Seperti yang dilakukan puluhan SMAN 1 Asembagus, belum lama ini. Dalam kunjungannya, mereka melakukan aktifitas pendokumentasian dan menyimak pemaparan sejarah dari aktivis cagar budaya ‘Balumbung’.
Yuli Indrawati, guru sejarah yang mendampingi para siswa mengaku sangat bangga atas fakta ditemukannya situs cagar budaya di Kecamatan Banyuputih. “Ternyata di tempat ini ada peningalan sejarah yang cukup besar.
Kemungkinan, fakta ini juga merupakan sejarah awal sebelum perkembangan Islam di Asembagus. Temuan berkas pemukiman menunjukkan suatu peradaban yang menjadi cikal bakal pemukiman di sekitarnya,” ucap Yuli.
Sebagai pendidik, dia berharap kegiatan itu dapat menanamkan rasa cinta terhadap cagar budaya di hati para siswanya. “Dengan mencintai aset sejarah, tentu kerangkanya adalah melestarikan cagar budaya yang kita miliki, khususnya di Situbondo. Jika kunjungan ini dilaksanakan secara intens dan terus menerus. Bisa jadi akan menarik minat sekolah-sekolah lain untuk turut berkunjung,” tambahnya.
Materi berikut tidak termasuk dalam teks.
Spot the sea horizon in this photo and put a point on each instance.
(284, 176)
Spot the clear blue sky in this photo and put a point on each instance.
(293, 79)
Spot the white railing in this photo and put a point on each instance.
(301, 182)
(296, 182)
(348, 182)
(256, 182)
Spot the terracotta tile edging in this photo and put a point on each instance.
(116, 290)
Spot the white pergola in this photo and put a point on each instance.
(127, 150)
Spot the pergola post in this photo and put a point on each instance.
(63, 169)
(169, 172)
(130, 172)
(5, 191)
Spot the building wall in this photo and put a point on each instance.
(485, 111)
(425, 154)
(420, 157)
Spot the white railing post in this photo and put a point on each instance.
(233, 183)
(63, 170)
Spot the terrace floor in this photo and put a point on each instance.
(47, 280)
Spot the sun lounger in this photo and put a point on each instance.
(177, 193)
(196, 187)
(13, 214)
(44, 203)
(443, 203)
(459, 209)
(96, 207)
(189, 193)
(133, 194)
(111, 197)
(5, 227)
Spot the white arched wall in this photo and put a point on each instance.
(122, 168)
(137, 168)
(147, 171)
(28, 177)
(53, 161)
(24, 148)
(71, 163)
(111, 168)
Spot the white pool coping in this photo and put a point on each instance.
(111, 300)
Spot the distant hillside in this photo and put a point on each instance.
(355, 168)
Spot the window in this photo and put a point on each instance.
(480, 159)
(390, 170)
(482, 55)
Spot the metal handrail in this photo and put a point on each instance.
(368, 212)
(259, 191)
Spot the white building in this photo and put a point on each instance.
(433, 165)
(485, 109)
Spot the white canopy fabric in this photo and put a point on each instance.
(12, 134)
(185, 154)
Desy Suryanti, salah satu siswi berharap agar di cagar budaya tersebut terdapat fasilitas yang bisa menarik minat pengunjung. “Bagaimana hubungan Dukuh Melek dengan Balumbung, ini harus diteliti. Budayanya juga harus dilestarikan. Situbondo bisa terkenal dengan ikon kota sejarah. Saya sangat setuju bila situs resmi ditetapkan, dibuka jadi tempat wisata, sehingga perlahan, perekonomian di Kabupaten Situbondo akan terangkat,” pungkasnya.